Aux fins du présent Statut, on entend par crime contre l'humanité l'un quelconque des actes ci-après lorsqu'il est commis dans le cadre d'une attaque généralisée ou systématique lancée contre toute population civile et en connaissance de cette attaque :
a) Emprisonnement ou autre forme de privation grave de liberté physique en violation des dispositions fondamentales du droit international;
b) Persécution de tout groupe ou de toute collectivité identifiable pour des motifs d'ordre politique, racial, national, ethnique, culturel, religieux ou sexiste au sens du paragraphe 3, ou en fonction d'autres critères universellement reconnus comme inadmissibles en droit international, en corrélation avec tout acte visé dans le présent paragraphe ou tout crime relevant de la compétence de la Cour ;
c) Autres actes inhumains de caractère analogue causant intentionnellement de grandes souffrances ou des atteintes graves à l'intégrité physique ou à la santé physique ou mentale.
En octobre 2016, des manifestations pacifiques au Cameroun anglophone ont été accueillies avec violence par les forces de sécurité camerounaises, déclenchant la crise anglophone en cours depuis bientôt quatre ans.
Les régions anglophones du Nord-Ouest et du Sud-Ouest du Cameroun sont plongées dans une crise humanitaire et des droits humains qui s'aggrave depuis fin octobre 2016, lorsque des enseignants, des avocats, des étudiants et des activistes, qui se plaignaient depuis longtemps de ce qu'ils percevaient comme une marginalisation de ces deux régions par le gouvernement central, sont descendus dans la rue pour exiger plus de reconnaissance de leurs droits politiques, sociaux et culturels. Les forces gouvernementales ont réagi en réprimant violemment les manifestations pacifiques, en arrêtant arbitrairement des activistes locaux et des manifestants pacifiques, en restreignant les activités de la société civile et en bloquant l'accès à Internet.

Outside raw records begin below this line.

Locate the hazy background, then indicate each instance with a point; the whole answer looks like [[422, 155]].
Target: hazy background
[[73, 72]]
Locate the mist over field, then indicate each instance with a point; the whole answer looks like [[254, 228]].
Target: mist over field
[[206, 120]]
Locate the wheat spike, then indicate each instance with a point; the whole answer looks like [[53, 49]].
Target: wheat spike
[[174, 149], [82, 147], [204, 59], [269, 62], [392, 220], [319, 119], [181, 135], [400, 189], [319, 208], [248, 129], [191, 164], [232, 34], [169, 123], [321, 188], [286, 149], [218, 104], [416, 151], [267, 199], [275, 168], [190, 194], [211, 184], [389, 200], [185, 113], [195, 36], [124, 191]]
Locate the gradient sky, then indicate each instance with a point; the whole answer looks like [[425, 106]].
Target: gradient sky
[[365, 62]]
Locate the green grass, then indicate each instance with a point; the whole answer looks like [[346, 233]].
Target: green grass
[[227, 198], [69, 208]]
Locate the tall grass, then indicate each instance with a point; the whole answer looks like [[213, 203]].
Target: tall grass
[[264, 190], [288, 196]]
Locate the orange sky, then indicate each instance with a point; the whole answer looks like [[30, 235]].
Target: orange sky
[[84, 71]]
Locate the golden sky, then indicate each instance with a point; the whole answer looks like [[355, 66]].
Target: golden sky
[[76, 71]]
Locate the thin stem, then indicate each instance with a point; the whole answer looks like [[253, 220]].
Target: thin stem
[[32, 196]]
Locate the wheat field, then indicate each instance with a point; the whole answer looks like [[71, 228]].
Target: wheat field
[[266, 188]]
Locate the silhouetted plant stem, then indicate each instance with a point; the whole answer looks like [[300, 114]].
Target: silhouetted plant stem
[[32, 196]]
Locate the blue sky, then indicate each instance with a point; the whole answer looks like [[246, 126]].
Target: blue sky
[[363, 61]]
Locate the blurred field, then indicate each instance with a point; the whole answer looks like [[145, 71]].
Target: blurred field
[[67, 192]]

Le 30 Novembre 2017, Paul BIYA, Président de la République du Cameroun en exercice et Chef suprême des armées, en co-action et soutenu par ses complices ci-haut identifiés, a déclaré ouvertement la guerre à la population anglophone en ces termes : l’armée combattra « sans état d’âme » les séparatistes anglophones.
Le 21 octobre 2018, des militaires et des gendarmes ont attaqué les villages de Rom et Nsah, et ont tué au moins quatre civils, dont un jeune homme atteint d’une invalidité physique.
En début Novembre 2018, les forces de sécurité ont incendié plus de 60 habitations dans le village d’Abuh, dans la région du Nord-Ouest, lors d’une opération dite sécuritaire de trois jours. Le 22 Novembre 2018, des gendarmes ont incendié au moins 13 habitations dans le village de Bali, dans la région du Nord-Ouest.
Entre le 3, le 5 et le 6 décembre 2018, à la suite d’affrontements entre l’armée et des séparatistes armés, les forces de sécurité ont incendié plus de 55 habitations dans les quartiers de Kumbo connus sous les noms de SAC Junction et Romajay, ainsi qu’à Meluf, Kikaikom et Nyaro, dans la région du Nord-Ouest. Tué sept personnes dans le village de Meluf, dans la région du Nord-Ouest, dont un homme de 70 ans ayant une déficience auditive qui a été brûlé vif chez son voisin.
Le 18 janvier 2019, des militaires ont abattu une infirmière de 28 ans enceinte de sept mois, alors qu’elle se rendait à son travail à Kumbo, dans la région du Nord-Ouest.
Le 6 février 2019, des militaires du Bataillon d’intervention rapide (BIR) ont pris d’assaut le marché du village de Bole Bakundu, dans la région du Sud-Ouest, et ont tué jusqu’à dix hommes. Des membres de la communauté ont estimé qu’il s’agissait de représailles de la part des forces de sécurité à l’encontre des civils accusés de collaborer avec les séparatistes.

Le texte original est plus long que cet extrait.